The one-cent keepsake stayed with the 27-year enlistee through Vietnam, through the aftermath of the Beirut barracks bombing in 1983, through Kuwait during Desert Storm in 1991.
Now it may well be back in circulation after what happened Monday evening at Baker’s Old Clinton Road residence.
About 7 o’clock, a stranger, a man who looked to be in his late 20s, showed up in the breezeway outside Baker’s first-floor apartment. Baker, 61, likes to sit there in his wheelchair sometimes for the fresh air and the company of a skinny gray cat he feeds.
The stranger bummed a cigarette from Baker, a three-plus-pack-a-day smoker, and went on his way. Ten minutes or so later, Baker was back inside when the man barged in and said, “Give me your money!”
The bandit kept a hand tucked into the pocket of his gray sweatshirt, gesturing as if gripping a handgun.
“I started laughing at him,” says Baker, who hasn’t been able to walk since an industrial accident a decade ago.
“He said, ‘What are you laughing at?’ I said, ‘Kid, I’ve been in the military 27 years and you wouldn’t believe the number of times somebody’s pointed a gun at me.’
He said, ‘I’ve got a gun, I’ll shoot you.’ I said, ‘Knock yourself out.’ ’’
The thief took off with Baker’s wallet, which also contained his driver’s license and a military ID card. “And I can’t get those replaced easily,” the veteran says. “I can’t go stand in line and I don’t drive anymore.”

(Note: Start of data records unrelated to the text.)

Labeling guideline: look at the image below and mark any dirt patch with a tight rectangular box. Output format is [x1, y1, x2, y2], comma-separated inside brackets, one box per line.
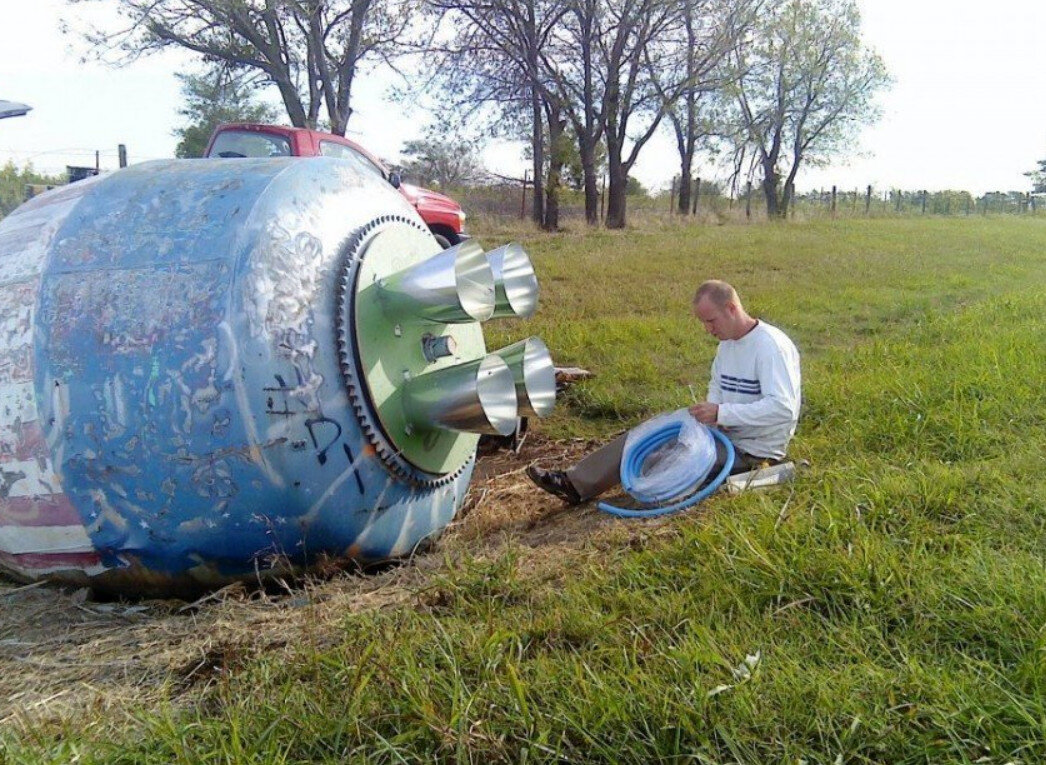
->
[0, 435, 660, 735]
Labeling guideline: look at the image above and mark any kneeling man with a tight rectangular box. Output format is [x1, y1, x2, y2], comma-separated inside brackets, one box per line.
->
[527, 280, 801, 504]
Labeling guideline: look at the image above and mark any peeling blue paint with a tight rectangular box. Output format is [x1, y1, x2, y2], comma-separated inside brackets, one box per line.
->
[0, 158, 474, 594]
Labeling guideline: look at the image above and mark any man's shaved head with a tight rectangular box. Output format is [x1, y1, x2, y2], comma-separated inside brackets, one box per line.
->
[692, 280, 756, 341]
[693, 280, 739, 308]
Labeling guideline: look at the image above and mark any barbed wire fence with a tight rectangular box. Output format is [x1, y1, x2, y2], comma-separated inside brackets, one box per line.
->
[663, 177, 1045, 220]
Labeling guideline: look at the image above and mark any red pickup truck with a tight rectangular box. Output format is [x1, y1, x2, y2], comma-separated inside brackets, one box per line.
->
[205, 123, 468, 248]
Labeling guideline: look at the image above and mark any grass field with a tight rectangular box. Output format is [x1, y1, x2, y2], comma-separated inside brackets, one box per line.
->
[4, 217, 1046, 763]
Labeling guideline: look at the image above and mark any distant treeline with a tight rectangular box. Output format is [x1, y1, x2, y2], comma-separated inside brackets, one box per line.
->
[0, 162, 65, 219]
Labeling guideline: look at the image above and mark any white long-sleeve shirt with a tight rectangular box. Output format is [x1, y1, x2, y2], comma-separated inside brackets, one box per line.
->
[707, 320, 801, 459]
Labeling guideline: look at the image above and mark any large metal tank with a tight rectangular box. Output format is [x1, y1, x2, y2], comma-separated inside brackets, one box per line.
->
[0, 157, 554, 596]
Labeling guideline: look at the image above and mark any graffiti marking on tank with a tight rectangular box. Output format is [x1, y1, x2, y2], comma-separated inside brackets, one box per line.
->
[262, 365, 348, 469]
[348, 481, 397, 547]
[341, 443, 365, 495]
[263, 373, 304, 416]
[172, 457, 239, 501]
[85, 488, 131, 534]
[300, 444, 376, 523]
[211, 408, 232, 438]
[221, 320, 283, 487]
[151, 336, 223, 436]
[97, 373, 130, 440]
[304, 417, 343, 466]
[171, 437, 288, 467]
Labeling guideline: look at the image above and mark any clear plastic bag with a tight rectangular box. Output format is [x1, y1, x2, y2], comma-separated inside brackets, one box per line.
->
[621, 408, 717, 503]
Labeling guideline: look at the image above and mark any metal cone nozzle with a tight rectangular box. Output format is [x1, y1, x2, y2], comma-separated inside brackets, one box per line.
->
[379, 240, 495, 323]
[403, 354, 518, 436]
[487, 242, 539, 318]
[493, 337, 556, 418]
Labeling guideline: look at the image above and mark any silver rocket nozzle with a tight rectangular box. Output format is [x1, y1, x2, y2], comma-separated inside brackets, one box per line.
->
[378, 240, 495, 323]
[493, 337, 556, 418]
[486, 243, 539, 319]
[403, 354, 518, 436]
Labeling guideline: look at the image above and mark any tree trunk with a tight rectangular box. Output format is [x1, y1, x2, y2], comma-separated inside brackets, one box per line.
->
[605, 152, 627, 229]
[580, 140, 599, 225]
[677, 157, 692, 215]
[761, 161, 781, 218]
[274, 77, 309, 128]
[530, 83, 545, 227]
[781, 161, 801, 219]
[544, 112, 566, 232]
[544, 169, 561, 231]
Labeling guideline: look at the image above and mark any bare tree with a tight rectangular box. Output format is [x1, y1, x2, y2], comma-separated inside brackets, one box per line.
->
[652, 0, 754, 214]
[729, 0, 889, 217]
[425, 0, 693, 229]
[423, 0, 568, 228]
[67, 0, 412, 135]
[546, 0, 713, 228]
[542, 0, 605, 225]
[597, 0, 682, 228]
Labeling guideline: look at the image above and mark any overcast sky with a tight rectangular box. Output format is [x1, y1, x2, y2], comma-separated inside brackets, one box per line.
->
[2, 0, 1044, 195]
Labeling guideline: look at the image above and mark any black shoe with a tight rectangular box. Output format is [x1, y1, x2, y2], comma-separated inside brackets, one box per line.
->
[526, 466, 582, 505]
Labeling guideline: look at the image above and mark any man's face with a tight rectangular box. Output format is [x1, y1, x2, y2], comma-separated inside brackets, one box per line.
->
[693, 296, 734, 340]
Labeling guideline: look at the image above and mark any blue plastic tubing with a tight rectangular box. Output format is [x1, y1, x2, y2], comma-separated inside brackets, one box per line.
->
[597, 426, 735, 518]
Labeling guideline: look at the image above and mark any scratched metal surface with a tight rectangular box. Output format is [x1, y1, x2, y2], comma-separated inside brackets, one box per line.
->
[0, 158, 472, 595]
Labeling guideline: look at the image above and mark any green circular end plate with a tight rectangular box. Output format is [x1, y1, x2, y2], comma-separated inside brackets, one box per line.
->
[352, 223, 486, 475]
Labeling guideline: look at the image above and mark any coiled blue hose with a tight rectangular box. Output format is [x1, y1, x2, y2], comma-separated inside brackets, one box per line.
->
[597, 426, 735, 518]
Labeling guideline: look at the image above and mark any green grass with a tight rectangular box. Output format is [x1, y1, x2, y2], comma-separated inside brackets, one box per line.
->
[484, 216, 1046, 438]
[4, 217, 1046, 763]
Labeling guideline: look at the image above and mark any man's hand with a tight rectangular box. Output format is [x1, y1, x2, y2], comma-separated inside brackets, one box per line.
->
[689, 402, 719, 426]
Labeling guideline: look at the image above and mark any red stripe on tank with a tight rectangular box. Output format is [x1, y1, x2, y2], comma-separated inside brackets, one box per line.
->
[0, 494, 82, 528]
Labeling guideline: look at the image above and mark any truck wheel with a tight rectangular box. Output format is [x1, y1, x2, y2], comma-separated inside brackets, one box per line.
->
[433, 233, 453, 249]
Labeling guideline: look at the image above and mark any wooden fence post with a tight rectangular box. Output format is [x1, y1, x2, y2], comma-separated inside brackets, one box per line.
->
[118, 144, 127, 168]
[693, 177, 700, 215]
[745, 181, 752, 220]
[865, 185, 872, 215]
[831, 186, 837, 217]
[921, 190, 927, 214]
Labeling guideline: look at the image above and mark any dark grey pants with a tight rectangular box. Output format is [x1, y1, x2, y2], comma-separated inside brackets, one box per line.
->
[565, 432, 779, 502]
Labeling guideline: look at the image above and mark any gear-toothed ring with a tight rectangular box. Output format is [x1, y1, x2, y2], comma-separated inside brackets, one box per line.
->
[334, 216, 473, 489]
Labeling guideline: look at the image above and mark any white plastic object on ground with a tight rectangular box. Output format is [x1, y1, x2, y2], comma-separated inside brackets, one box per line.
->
[621, 408, 717, 504]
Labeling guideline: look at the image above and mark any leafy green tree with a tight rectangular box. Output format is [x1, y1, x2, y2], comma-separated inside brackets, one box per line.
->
[399, 132, 488, 189]
[729, 0, 890, 218]
[174, 70, 280, 158]
[625, 175, 648, 197]
[1026, 159, 1046, 193]
[0, 162, 64, 220]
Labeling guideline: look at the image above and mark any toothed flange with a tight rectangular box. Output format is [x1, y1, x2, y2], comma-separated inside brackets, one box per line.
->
[334, 216, 481, 488]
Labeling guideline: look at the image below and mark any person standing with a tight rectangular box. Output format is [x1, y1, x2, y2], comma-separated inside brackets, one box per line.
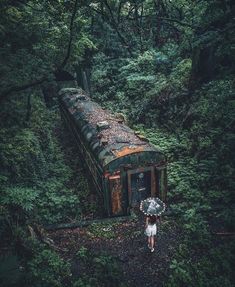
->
[145, 215, 160, 252]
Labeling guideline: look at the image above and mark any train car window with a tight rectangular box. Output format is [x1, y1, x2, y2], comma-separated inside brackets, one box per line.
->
[109, 175, 122, 215]
[128, 169, 152, 207]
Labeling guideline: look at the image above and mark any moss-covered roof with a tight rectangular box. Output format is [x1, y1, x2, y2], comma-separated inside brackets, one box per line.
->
[59, 88, 165, 168]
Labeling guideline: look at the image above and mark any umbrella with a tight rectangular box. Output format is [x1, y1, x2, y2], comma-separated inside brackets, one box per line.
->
[140, 197, 166, 216]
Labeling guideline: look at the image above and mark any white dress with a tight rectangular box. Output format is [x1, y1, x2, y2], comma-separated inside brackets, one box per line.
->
[145, 223, 157, 236]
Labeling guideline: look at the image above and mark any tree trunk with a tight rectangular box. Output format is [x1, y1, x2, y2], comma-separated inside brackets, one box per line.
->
[26, 93, 31, 122]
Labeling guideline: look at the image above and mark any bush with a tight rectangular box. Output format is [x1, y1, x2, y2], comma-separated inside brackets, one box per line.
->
[0, 92, 89, 234]
[74, 247, 126, 287]
[0, 128, 48, 184]
[27, 248, 71, 287]
[167, 242, 235, 287]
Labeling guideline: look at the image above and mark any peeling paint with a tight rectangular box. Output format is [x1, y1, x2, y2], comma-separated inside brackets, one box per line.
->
[114, 146, 144, 157]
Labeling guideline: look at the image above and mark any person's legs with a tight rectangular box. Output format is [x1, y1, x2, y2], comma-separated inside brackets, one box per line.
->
[148, 236, 151, 248]
[150, 236, 154, 248]
[150, 236, 154, 251]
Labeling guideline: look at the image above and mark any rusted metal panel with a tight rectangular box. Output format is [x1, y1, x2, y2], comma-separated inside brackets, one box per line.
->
[109, 174, 121, 180]
[104, 176, 111, 216]
[127, 172, 132, 207]
[109, 175, 123, 215]
[114, 146, 144, 157]
[106, 151, 165, 173]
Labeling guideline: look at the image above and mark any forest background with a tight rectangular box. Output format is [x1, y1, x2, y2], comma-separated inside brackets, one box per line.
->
[0, 0, 234, 286]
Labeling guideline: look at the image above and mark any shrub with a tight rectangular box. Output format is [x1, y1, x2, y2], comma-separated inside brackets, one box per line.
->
[27, 248, 71, 287]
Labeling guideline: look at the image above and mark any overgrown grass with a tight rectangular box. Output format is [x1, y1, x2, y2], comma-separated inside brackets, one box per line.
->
[87, 222, 117, 239]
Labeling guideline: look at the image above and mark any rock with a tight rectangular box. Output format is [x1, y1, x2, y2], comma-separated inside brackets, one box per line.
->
[97, 121, 110, 131]
[58, 88, 81, 96]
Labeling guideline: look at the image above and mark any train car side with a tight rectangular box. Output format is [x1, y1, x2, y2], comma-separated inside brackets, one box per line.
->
[59, 88, 167, 217]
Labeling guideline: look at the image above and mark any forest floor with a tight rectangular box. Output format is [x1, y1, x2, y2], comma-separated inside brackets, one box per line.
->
[48, 212, 181, 287]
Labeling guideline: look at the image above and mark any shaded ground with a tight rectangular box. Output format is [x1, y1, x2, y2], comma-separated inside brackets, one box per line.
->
[49, 211, 182, 287]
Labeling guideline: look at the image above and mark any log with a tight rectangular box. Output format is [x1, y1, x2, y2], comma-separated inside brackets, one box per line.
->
[214, 232, 235, 236]
[45, 214, 134, 231]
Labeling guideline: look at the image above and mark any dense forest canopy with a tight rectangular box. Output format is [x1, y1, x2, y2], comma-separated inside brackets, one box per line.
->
[1, 0, 234, 97]
[0, 0, 234, 286]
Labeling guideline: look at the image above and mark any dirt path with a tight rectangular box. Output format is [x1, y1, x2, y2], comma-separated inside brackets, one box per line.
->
[49, 211, 181, 287]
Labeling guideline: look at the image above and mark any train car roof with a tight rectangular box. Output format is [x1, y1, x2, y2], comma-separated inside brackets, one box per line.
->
[59, 88, 165, 169]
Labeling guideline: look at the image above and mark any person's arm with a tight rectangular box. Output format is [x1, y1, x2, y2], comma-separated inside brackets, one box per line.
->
[145, 217, 148, 229]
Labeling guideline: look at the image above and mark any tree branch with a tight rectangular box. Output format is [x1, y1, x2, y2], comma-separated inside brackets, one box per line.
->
[85, 2, 133, 56]
[14, 0, 44, 12]
[103, 0, 133, 56]
[0, 0, 79, 102]
[59, 0, 79, 70]
[0, 77, 48, 103]
[128, 14, 198, 29]
[159, 16, 198, 29]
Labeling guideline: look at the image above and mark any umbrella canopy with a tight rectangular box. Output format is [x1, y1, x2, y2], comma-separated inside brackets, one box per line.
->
[140, 197, 166, 216]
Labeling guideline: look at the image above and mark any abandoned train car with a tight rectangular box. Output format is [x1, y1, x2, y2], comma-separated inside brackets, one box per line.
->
[59, 88, 167, 217]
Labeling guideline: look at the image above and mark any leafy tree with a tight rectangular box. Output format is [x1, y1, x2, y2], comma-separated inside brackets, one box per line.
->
[0, 0, 94, 101]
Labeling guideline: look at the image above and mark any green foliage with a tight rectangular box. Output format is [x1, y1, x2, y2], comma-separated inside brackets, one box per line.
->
[74, 248, 125, 287]
[0, 0, 94, 95]
[92, 255, 122, 286]
[28, 248, 71, 287]
[0, 93, 88, 232]
[167, 242, 235, 287]
[170, 59, 192, 88]
[36, 180, 81, 224]
[120, 50, 158, 75]
[1, 186, 39, 213]
[92, 47, 234, 285]
[75, 246, 88, 261]
[90, 5, 234, 282]
[133, 125, 190, 158]
[1, 1, 234, 286]
[92, 48, 192, 126]
[87, 222, 116, 239]
[0, 128, 48, 183]
[0, 185, 39, 241]
[191, 0, 235, 78]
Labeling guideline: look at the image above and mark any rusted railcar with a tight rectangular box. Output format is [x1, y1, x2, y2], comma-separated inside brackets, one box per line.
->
[59, 88, 167, 217]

As for the lost lucky penny, “It doesn’t look like it used to,” says Baker, his native Brooklyn brogue anything but faint. “It’s like me. It’s all washed up, burned out and tarnished. ... But it’s been to more places than most people — 78 countries.”
Baker moved to Macon from Kentucky about a decade ago to be closer to his sister. She lives in Jones County.
Baker, who says he owns Colt .45 revolver, had given the gun to his sister. After Monday’s robbery, he plans on getting it back.
“I’ve got a shoulder holster for it,” he says. “It’s gonna be ‘Have Gun — Will Travel.’ If anybody unwanted comes in, I’m gonna blow ’em away.”